Some activities you could include involve adopting a problem solving approach:

  • When considering obstetric procedures, drugs for pain in labour, complications and other variations on physiological birth, always include the effects these will have on the breastfeeding relationship and milk production. For example, women are not always told that the pethidine will have a profound effect on the baby’s sucking reflex, or that the epidural anaesthetic can make the baby fractious and difficult to settle. Forceps can give the baby a prolonged headache and oxytocics can increase rates of newborn jaundice. Make sure you have your facts together and the research papers available should parents want to use them.
  • Have parents draw up a blueprint for the best possible infant food. What qualities would it need to have? What characteristics would the baby prefer? What would the parents be looking for? Follow up by asking parents to rate breastmilk and formula milk against the criteria they have established. This is a very useful small group activity.
  • Ask the group to compile a list of the possible problems they might face in successfully breastfeeding. Encourage them to include social, economic and work-related influences as well as common practical difficulties. Use this is as a basis for developing some solutions and also strategies they can take before the birth to smooth the way postnatally.
  • Provide a list of local resources such as support groups and specialised help (lactation consultants etc). Evidence shows that women breastfeed more successfully when they have peer support. Look at the emotional and psychological implications of “failing to breastfeed” and why this may be an outcome for some women. Consider ways of resolving these feelings and learning from the experience gained.
  • Class activities and exercises that focus on lifestyle changes, changing responsibilities, sharing the baby care, adapting to new relationships and dealing with stress can all revolve around the baby who is being breastfed.
  • Encourage parents to buy one good practical reference book on breastfeeding that they can use as a source of ideas for practical management. Parents often complain of receiving conflicting advice postnatally and one good reference manual can help overcome this by providing consistency within itself.

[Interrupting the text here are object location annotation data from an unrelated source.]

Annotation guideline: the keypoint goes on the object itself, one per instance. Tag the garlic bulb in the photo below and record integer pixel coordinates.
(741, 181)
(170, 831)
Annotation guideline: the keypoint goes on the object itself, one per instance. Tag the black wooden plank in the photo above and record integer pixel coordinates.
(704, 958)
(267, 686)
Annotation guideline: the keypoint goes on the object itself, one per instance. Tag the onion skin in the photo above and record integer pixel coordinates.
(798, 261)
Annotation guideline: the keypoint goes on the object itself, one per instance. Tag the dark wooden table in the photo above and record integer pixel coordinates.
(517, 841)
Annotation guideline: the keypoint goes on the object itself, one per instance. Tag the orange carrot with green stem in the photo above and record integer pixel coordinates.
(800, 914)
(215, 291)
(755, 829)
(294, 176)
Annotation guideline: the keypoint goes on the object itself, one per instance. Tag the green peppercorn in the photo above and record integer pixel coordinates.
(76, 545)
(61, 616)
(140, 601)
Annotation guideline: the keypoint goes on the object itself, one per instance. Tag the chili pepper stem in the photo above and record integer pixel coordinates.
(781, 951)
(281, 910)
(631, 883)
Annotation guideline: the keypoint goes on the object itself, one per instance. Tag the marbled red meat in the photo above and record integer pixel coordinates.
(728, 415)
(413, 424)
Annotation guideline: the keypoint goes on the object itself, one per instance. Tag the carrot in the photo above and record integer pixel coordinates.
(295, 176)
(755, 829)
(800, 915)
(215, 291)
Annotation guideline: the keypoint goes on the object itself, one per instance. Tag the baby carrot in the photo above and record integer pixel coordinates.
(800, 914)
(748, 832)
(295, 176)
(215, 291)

The rate of breastfeeding in the UK is very low compared with other developed nations. Whilst there are many reasons for this, ambivalence and confusion amongst health professionals and the influences of formula advertising are two major factors. We all have a responsibility to ensure that babies receive the best possible nutrition, and this means taking positive steps to support and encourage women to breastfeed, unequivocally and enthusiastically. Forget “informed choice” – this is not an appropriate area for choice, and if you are unhappy with this strong statement, remember what nature intended for the baby and ask yourself how you can best contribute to this outcome.

Published in The Practising Midwife Vol 3 No 1, Jan 2000

 

One thought on “Breastfeeding Confusion?

  1. Laura-Jane Marsden says:

    I agree; why is the baby herself so frequently not top of the list when considering how a mum will feed her newborn? There seems to be a lot of emphasis on what it best for the mum and much less on what is best for baby. Obviously a new mum’s well-being is important; but surely a baby being settled and content at the breast will hugely impact her well-being anyway. We seem to have become so concerned with presenting the formula alternative that we are not informing parents on its risks and significant inadequacies.